Bioinformatics analysis of antibody sequence data followed the human antibodyomics pipeline^{49,51,52,53,54,55}. Specifically, the mouse H, κ and λ germline genes from IMGT (http://www.imgt.org) including the V, D and J segments were incorporated into the pipeline where such information is required for gene assignment (step 2), error correction (step 3) and determination of H/LCDR3 and variable region boundaries (step 5). For heavy chains, 313 VH genes along with 39 DH and 9 JH genes were compiled into three libraries, whereas for light chains, 151 VK genes along with 5 JK genes and 19 VL genes with 7 JL genes were used in library construction, respectively. The mouse antibodyomics pipeline consists of five consecutive steps. Given a data set of NGS-derived mouse antibody sequences, each sequence was (1) reformatted and labelled with a unique index number; (2) assigned to V, D (for heavy chain only) and J gene families using the current rhesus macaque germline gene database and an in-house implementation of IgBLAST, and sequences with E-value>10⁻³ for V gene assignment were removed from the data set; (3) subjected to a template-based error-correction procedure, in which insertion and deletion (indel) errors in the V gene segment were detected based on the alignment to their respective germline gene sequences. It is noteworthy that only indels of less than three nucleotides were corrected; (4) compared with the template antibody sequences at both the nucleotide level and the amino acid level using a global alignment module in CLUSTALW2 (ref. 56); (5) subjected to a multiple sequence alignment-based procedure to determine the complementarity determining region 3 (CDR3), which was further compared with the template CDR3 sequences at the nucleotide level and to determine the sequence boundary of the V(D)J coding region.
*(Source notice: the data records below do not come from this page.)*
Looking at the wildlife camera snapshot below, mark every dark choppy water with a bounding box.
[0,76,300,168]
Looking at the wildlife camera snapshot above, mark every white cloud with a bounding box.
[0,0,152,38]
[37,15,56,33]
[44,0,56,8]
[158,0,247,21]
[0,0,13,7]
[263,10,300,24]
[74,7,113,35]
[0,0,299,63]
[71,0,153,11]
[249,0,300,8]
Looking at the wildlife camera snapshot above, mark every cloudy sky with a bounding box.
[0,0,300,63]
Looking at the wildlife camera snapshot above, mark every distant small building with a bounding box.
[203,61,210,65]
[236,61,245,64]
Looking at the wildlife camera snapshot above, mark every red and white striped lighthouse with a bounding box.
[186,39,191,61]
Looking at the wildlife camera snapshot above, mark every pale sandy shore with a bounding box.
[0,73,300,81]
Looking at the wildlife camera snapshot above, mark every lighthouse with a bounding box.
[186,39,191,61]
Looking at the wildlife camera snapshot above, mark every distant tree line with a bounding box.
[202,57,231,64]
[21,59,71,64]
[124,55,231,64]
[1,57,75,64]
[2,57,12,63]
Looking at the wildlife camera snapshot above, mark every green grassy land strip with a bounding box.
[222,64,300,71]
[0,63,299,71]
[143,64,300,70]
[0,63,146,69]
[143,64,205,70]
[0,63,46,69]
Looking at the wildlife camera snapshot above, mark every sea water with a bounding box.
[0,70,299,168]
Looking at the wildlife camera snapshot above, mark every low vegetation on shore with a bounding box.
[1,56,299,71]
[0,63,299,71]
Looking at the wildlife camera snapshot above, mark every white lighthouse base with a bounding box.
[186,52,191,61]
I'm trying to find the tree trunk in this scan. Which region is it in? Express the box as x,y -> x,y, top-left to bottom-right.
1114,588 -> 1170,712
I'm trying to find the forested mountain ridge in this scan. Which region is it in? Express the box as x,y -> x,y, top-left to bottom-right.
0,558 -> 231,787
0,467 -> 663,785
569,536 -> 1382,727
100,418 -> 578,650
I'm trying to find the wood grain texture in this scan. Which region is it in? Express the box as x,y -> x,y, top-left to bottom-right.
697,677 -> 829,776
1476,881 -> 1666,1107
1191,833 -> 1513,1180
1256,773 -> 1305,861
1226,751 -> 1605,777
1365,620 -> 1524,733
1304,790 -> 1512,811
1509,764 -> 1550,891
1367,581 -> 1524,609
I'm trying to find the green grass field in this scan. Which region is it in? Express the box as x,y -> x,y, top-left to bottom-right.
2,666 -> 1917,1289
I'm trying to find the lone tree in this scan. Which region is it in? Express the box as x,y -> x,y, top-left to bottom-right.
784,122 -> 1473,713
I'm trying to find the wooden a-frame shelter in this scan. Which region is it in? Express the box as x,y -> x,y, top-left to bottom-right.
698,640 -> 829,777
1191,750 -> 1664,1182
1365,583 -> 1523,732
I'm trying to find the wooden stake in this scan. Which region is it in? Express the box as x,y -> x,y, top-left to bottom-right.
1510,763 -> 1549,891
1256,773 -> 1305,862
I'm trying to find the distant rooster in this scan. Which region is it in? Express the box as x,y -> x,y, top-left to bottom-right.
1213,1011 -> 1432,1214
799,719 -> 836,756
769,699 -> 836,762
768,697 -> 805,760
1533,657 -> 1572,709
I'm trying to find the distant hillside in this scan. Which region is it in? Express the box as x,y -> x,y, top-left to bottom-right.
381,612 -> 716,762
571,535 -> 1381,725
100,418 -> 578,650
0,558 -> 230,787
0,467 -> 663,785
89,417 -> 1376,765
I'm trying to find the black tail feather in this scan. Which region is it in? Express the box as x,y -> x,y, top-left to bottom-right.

After FL variable region sequences were obtained, a bioinformatics filter was applied to detect and remove erroneous sequences that may contain swapped gene segments due to PCR errors. Specifically, a FL read would be removed if the V gene alignment was <220 bp. The processed and annotated antibody chain sequences were then subjected to germline gene frequency analysis.

Statistical analysis

Data were analysed using unpaired two-tailed Student’s t-test (*P<0.05, **P<0.01 and ***P<0.001). Results are shown as mean with error bars indicating±s.e.m.

Data availability

The authors declare that the data supporting the findings of this study are available within the article and its Supplementary Information files, or from the authors upon a reasonable request. The IGHV deep-sequencing data sets are available in SRA database with the accession code SRP075587.